Ian Shank, Staff Writer

“Hacksaw Ridge” is a true story about a young man named Desmond Doss, a seventh day adventist, who joins the army during World War Two but refuses to carry a gun due to his beliefs. He is then deemed to be a conscientious offender, thrown in jail, and put on trial. When the judge learns that Doss is not required to touch a gun he lets Doss go and become a combat medic and run into battle without a gun. What ensues is a gripping, emotional, visceral, and gory war film. What many are talking about is the fact that Mel Gibson is directing this film yet he still has some scars from the past that many have not forgotten about. Some are saying this film can make up for his mistakes and help them move on; others, not so much. Let me say though, Mel Gibson did a phenomenal job directing this film and I think through this film he can receive redemption from the public. I’ve never really liked Mel Gibson as an actor, but the man knows how to direct. “Braveheart,” “The Passion of the Christ,” and “Apocalypto” were all well directed but “Hacksaw Ridge” easily claims the title as Mr. Gibson’s best film. He is able to bring it on every single scene. You really see Mel’s directorial talent on display during the second half of the movie when the soldiers fight the Japanese to reclaim Hacksaw Ridge. It is phenomenal how all the action is filmed. There’s no shaky cam, none of the action is made to be more cinematic, and it is so realistic. Remember the D-day scene in “Saving Private Ryan?” That’s how the second half of this movie rolls. The battle is brutal and disturbing to the point where it could even make the most desensitized person cringe.

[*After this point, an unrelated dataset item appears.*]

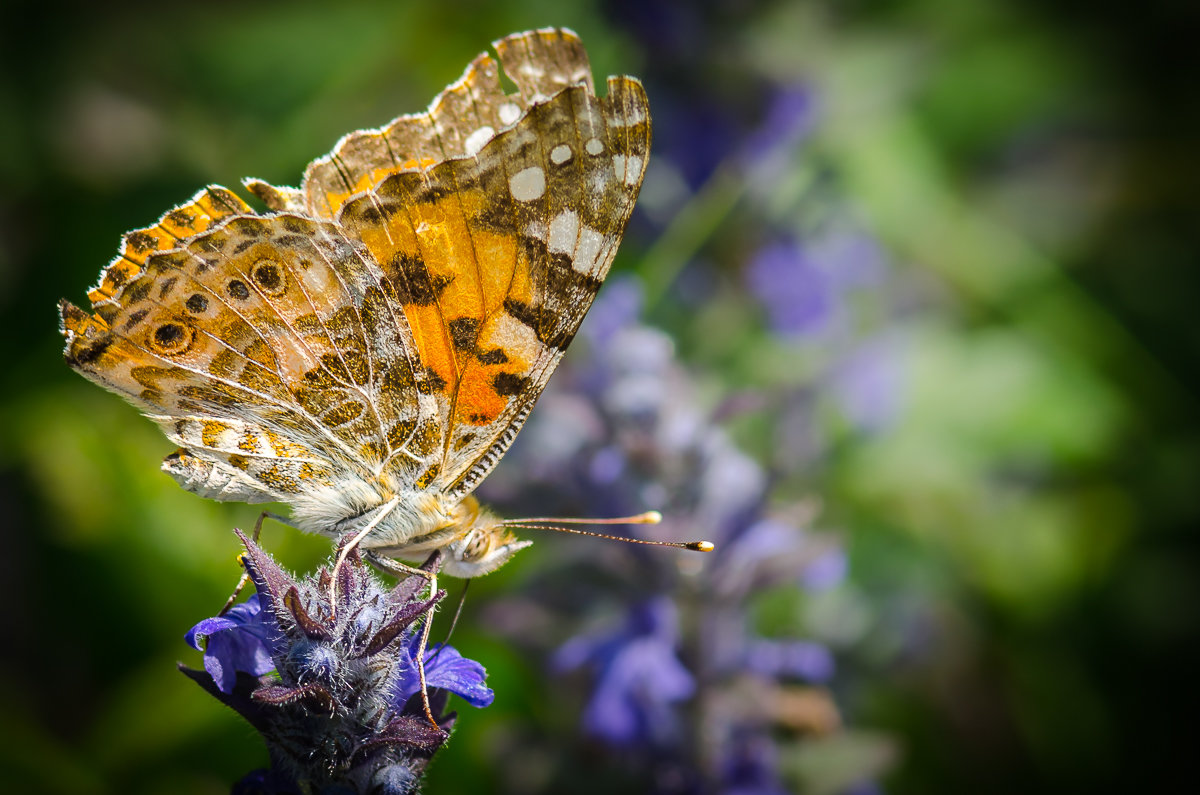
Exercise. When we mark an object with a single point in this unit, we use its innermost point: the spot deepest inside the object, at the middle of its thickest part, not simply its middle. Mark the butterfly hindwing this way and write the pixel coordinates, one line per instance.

What really makes this movie though, are the performances.  All of the actors and actresses have performances that are grounded in reality. There’s not a single part that’s overacted; everyone acts like a normal human being would. Andrew Garfield really blew me away. He plays the main character, Desmond Doss, and I would not be shocked if he isn’t at least nominated for best actor for his performance. He has a lot to do in this film and he brings it all the time, whether it is in the middle of the battle, talking to his alcoholic father, or hilariously trying to flirt with a nurse at the local hospital. He is always able to catch the humanity of Doss. You also feel emotionally overwhelmed when he talks to God in the middle of the battle and he utters the words, “What is it you want of me?” I also really liked Vince Vaughn in this movie. I was genuinely surprised to see that he can do other stuff and not just comedy films. He does, however, provide some rather humorous parts, including making a soldier run through the course without any clothes on and making a soldier perform his Native American battle cry even though the man isn’t Native American.  Sam Worthington is also in this and his acting has gotten tremendously better since the miserable excuse of a film that was “Man on a Ledge.” Luke Bracey also gives a solid performance as a private that’s kind of a jerk, but is also the kind of person that could be your best friend forever. What I mean by that is that he taunts Doss about his beliefs and doesn’t stop other soldiers from beating him, yet throughout the movie you see him being a kind and loving guy that always has his friend’s backs.  What I was genuinely happy with was seeing Hugo Weaving, or as I like to call him “King of the nerds,” playing a much more emotional role. He plays Doss’ dad who is a veteran with a severe case of alcoholism. It is so severe that we witness him almost kill his wife before being stopped by Desmond.

Rupert Gregson-Williams’ score is also one of the best I’ve heard in quite some time. It is always able to capture the emotion of the moment.  It can more harmonic in the more relaxed and happy scenes such as Desmond taking a girl out on a date and then become a riveting piece when it comes to the battle or when the soldiers are doing their drills. Some may ask if this movie propagates Christianity since it is about a Christian that refused to even carry a gun into battle. The answer is no, it never becomes preachy or anything like that.  It’s just there to show how deep one man’s convictions were. “Hacksaw Ridge” is the best movie of 2016 and one the best movies I’ve ever seen.